Other examples demonstrating the necessity of beverage insurance include a small piece of metal falling into a tank and contaminating wine and a roof falling on a winery’s barrel room and exposing it to high temperatures. Forklifts poking holes through tanks, barrels and windows are common, as are punctured or dropped plastic bins.

Adequate coverage for these incidents is crucial. Without it, these scenarios can quickly put a winery out of business.

Other Protection

Even the most careful winemakers sometimes blend the wrong wines. When their insurance doesn’t cover the blending process, it’s infuriating and sad to see them lose all that hard work. Craft beverage insurance also can shield buildings owned, such as production facilities or tasting rooms, and equipment, such as tanks. Even mistakes on labels can be covered.

Liability Coverage

If businesses serve alcohol, they must have insurance to protect themselves and their assets from people who drink too much. Restaurants and bars that serve alcohol incur liquor liability.

Insurance helps mitigate this risk. For example, liability coverage will help someone facing an over-serving lawsuit filed by a plaintiff injured due to drunk driving. Insurance companies can build protection into a comprehensive policy or a separate liquor-liability policy covering the alcohol a proprietor serves.

Beverage insurance also can protect businesses from other forms of liability, such as medical and employee practices liability. The latter is a big deal in the current economy since employers risk being sued for not hiring or firing someone.

Business Income and Personal Property Insurance

Every business depends on its income, so including business income coverage in a beverage insurance policy is usually a good idea, in my opinion. If the unexpected interrupts business operations, the business can be assured of a steady cash flow.
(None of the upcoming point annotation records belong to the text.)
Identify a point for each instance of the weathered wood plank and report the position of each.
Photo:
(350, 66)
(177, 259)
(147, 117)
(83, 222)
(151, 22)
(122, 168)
Finally, enthusiasts’ private collections of wine or other spirits often can be insured through a personal property policy like a homeowners’ or renters’ policy. Stand-alone policies also are available.

How to Find the Right Insurance

One bad claim and a winery or other business can go bankrupt. That’s why getting an insurance policy that will protect fully is essential, in my opinion. Those seeking insurance should identify agencies specializing in the area to be insured and ask them questions to make sure they understand how alcohol is valued and the operation runs. Interview the agent, and if they don’t seem to get it, move on to the next possibility.

No one wants to be that person who loses it all because a generic policy didn’t cover everything they needed. Ask questions, find someone who knows what they are doing and make sure your investment is adequately protected.

Heidi Moore is an insurance agent for Country Financial specializing in the wine, craft beverage, farm and life sectors of Oregon, Idaho and Washington State.

Statements of fact and opinions expressed herein are those of the individual authors and are not necessarily those of the Society of Actuaries or the respective authors’ employers.